I like the Aloft. The room feels like home and I yearn for it when I'm not in it.
The spectacular view from room 626, Aloft, Columbus, USA |
There are a few problems, but not many. The first one is the shower and sink. In a nutshell, the jet of water coming out of the former is not strong enough to give an invigorating shower and the dribble coming out of the tap over the sink is similarly lacking in power. It's annoying that the bath towels are not in the bathroom as I tend to bowl in there, have a shower and then realise I've got to tip toe across the laminate floor with wet feet dripping water everywhere as I cross the room to get a towel. Perhaps one of these days I'll remember to take a towel in with me (there's one in there now awaiting my last shower before I check out).

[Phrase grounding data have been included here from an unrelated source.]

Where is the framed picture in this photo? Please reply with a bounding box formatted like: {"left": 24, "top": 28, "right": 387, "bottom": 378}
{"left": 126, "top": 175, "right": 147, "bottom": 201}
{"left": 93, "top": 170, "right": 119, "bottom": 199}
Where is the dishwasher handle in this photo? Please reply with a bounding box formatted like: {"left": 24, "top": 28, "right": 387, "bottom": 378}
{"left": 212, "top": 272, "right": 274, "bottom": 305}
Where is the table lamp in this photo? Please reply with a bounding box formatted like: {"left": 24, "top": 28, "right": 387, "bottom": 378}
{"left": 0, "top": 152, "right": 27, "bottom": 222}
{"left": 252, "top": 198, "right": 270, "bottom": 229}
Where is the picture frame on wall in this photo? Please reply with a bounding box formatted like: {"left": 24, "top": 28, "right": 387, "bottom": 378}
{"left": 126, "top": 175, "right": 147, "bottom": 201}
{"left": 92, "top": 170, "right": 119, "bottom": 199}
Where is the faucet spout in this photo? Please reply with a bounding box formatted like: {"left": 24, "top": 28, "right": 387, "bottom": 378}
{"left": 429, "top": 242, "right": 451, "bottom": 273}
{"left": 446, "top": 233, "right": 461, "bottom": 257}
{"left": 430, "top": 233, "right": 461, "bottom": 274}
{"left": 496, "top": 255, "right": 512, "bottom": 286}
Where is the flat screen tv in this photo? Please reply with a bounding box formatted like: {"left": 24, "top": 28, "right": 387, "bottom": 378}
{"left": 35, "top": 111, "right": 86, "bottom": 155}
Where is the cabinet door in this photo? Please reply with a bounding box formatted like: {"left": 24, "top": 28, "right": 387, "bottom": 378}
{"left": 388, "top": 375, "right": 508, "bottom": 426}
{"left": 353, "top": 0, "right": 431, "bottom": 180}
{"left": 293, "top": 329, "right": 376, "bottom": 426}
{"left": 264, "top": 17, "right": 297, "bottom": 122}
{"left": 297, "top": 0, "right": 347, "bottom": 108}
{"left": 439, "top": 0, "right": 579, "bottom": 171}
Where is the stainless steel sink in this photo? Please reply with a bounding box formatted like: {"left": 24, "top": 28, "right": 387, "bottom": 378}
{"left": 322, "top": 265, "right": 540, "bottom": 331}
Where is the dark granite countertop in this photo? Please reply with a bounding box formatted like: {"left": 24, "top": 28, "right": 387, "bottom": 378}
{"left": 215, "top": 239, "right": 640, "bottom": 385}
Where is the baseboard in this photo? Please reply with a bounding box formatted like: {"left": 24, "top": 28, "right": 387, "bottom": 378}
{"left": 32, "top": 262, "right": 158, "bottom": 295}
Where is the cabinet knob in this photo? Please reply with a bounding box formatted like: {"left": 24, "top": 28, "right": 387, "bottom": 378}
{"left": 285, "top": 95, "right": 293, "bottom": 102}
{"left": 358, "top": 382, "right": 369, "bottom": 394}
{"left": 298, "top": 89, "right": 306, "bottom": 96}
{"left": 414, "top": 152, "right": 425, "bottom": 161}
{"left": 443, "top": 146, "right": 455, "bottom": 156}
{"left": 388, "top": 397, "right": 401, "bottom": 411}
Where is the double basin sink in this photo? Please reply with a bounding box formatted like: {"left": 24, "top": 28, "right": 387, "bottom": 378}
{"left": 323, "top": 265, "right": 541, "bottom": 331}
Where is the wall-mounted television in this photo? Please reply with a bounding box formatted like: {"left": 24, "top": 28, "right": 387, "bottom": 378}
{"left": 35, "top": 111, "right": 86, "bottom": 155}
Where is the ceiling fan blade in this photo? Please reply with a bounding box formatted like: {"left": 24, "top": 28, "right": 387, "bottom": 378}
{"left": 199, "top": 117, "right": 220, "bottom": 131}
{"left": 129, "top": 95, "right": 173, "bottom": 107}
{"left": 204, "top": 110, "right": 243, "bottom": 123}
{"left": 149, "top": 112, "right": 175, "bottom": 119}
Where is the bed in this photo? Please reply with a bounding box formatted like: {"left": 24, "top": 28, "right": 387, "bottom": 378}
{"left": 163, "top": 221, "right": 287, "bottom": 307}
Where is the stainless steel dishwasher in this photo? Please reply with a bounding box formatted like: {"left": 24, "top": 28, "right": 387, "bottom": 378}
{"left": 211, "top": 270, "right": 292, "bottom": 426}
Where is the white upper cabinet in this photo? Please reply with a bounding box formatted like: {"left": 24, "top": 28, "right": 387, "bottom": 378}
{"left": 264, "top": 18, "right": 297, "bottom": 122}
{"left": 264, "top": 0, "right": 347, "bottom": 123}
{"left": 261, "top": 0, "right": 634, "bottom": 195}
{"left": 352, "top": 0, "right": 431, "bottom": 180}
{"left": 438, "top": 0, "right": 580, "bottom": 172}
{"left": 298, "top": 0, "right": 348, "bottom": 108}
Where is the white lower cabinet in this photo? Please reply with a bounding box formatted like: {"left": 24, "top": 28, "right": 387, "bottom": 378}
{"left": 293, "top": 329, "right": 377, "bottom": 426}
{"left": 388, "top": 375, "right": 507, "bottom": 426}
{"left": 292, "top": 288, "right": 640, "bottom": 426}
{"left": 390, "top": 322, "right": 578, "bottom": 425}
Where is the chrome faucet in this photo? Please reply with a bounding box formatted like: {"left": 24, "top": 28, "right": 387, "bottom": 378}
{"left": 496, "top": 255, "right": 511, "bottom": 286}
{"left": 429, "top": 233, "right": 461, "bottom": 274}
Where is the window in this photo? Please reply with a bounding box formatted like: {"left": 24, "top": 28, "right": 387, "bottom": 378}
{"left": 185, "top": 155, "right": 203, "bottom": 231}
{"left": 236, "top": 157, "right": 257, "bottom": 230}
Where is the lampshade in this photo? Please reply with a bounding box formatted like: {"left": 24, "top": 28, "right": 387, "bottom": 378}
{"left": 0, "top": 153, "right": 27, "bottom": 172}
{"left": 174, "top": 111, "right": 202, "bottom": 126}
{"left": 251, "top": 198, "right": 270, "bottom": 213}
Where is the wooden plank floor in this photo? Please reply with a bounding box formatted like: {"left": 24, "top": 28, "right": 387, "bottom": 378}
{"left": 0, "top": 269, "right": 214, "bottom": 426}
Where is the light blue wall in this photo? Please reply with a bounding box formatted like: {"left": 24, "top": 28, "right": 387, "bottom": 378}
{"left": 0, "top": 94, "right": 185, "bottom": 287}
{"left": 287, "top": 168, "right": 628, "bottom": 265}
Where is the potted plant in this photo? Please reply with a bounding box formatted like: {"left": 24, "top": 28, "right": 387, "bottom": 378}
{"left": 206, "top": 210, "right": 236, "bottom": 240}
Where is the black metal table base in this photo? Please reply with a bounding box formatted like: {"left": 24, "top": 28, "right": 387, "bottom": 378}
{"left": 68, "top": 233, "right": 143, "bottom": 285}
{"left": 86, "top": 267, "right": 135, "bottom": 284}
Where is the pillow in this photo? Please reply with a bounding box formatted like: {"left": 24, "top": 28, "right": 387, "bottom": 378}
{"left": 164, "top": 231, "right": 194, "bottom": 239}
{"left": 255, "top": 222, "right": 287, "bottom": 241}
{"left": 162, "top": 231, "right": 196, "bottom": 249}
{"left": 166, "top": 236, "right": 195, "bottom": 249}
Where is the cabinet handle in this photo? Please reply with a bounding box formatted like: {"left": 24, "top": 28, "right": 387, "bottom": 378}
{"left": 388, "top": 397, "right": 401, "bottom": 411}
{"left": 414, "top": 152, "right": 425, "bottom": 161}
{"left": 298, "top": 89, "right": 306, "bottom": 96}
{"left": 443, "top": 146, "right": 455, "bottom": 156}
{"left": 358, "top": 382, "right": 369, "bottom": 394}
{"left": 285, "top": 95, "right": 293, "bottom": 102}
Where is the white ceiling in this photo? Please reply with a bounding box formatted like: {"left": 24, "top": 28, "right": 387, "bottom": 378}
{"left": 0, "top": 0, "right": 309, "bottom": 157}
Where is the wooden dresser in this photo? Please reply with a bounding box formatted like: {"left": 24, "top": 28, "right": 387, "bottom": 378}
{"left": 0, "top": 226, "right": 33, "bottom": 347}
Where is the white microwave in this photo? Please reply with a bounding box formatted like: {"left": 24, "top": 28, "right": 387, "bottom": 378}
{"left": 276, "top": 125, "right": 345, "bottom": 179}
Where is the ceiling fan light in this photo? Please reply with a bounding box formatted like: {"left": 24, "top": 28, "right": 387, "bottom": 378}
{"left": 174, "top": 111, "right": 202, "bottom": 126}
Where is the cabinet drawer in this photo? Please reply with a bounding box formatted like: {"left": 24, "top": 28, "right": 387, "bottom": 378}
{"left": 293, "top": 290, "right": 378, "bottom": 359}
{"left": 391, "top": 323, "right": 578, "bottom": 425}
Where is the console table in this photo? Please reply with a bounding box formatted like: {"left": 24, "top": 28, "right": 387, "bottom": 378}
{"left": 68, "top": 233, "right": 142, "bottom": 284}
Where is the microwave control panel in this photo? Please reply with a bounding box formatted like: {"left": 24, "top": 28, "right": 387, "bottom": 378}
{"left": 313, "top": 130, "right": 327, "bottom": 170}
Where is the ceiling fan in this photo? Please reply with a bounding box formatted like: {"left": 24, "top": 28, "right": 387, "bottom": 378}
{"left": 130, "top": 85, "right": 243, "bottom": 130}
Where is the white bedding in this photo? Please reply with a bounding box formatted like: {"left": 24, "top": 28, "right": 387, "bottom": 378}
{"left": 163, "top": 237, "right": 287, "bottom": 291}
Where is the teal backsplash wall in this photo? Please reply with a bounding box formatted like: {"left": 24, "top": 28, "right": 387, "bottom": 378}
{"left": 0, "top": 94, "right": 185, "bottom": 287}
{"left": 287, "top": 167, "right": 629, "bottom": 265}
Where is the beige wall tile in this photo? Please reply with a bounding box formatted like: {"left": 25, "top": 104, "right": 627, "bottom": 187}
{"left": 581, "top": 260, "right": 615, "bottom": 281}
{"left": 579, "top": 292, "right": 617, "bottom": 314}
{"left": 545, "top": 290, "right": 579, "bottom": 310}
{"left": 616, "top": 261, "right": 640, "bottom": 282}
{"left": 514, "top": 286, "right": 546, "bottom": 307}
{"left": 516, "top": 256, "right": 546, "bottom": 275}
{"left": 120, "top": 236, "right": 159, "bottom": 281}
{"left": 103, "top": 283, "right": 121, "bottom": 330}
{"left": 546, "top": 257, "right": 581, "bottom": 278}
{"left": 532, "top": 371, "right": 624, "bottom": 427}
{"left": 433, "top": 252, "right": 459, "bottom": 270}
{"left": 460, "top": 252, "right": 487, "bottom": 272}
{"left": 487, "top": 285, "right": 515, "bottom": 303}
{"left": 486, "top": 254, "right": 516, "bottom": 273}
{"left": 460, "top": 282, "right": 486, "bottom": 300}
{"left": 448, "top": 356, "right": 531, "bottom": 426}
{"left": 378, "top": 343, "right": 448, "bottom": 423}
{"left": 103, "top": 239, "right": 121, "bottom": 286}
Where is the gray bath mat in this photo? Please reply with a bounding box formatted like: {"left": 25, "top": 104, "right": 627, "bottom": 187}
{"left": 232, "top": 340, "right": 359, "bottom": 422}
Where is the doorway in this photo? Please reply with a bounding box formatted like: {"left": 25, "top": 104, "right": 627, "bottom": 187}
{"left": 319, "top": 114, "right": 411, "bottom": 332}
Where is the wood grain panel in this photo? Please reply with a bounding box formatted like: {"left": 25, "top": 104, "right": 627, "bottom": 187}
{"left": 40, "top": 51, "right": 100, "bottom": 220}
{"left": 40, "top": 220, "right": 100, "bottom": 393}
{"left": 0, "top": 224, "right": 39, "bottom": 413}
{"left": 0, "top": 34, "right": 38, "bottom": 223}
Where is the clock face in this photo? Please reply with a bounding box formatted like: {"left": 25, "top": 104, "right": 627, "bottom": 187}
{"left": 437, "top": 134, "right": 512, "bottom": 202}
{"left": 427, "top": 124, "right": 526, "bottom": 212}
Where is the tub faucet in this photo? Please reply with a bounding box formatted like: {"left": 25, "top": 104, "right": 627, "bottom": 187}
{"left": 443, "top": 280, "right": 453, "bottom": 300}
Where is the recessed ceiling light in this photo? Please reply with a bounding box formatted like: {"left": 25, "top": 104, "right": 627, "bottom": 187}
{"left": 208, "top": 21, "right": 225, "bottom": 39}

Another problem is there's no breakfast room or restaurant downstairs. One of the great things about staying in a hotel is the breakfast and having to go out for it is a little annoying, but not really that much of a hassle as nearby there's a good Starbucks where it's possible to eat a healthy breakfast and not have to gorge on pastries and scrambled egg and sausages and mushrooms and all the usual stuff you get in a self-service hotel breakfast operation.
The hotel is 'quirky' but I often feel they try too hard on that front, as, indeed, do 'boutique' hotels in general with their madly designed furniture and fittings that simply refuse to follow the hotel designers' motto of 'function before form'. Not that Aloft has any madly designed furniture, it just has a quirky vibe. There's an oversized game of Connect Four in the lobby area along with a pool table and a chess set and '2024' in silver inflatable letters giving across the message that this hotel is fun and should be enjoyed... which, to be fair to the hotel, is exactly right. I love it, it has to be said because the friendliness of the staff, the cleanliness, the upbeat design and the comfortable rooms make it a cut above the average American hotel. It has something special about it and I know for a fact that I'm going to miss it and that I'll wonder for days, when I'm back in the UK, who is in 'my room' looking out over Columbus as I did.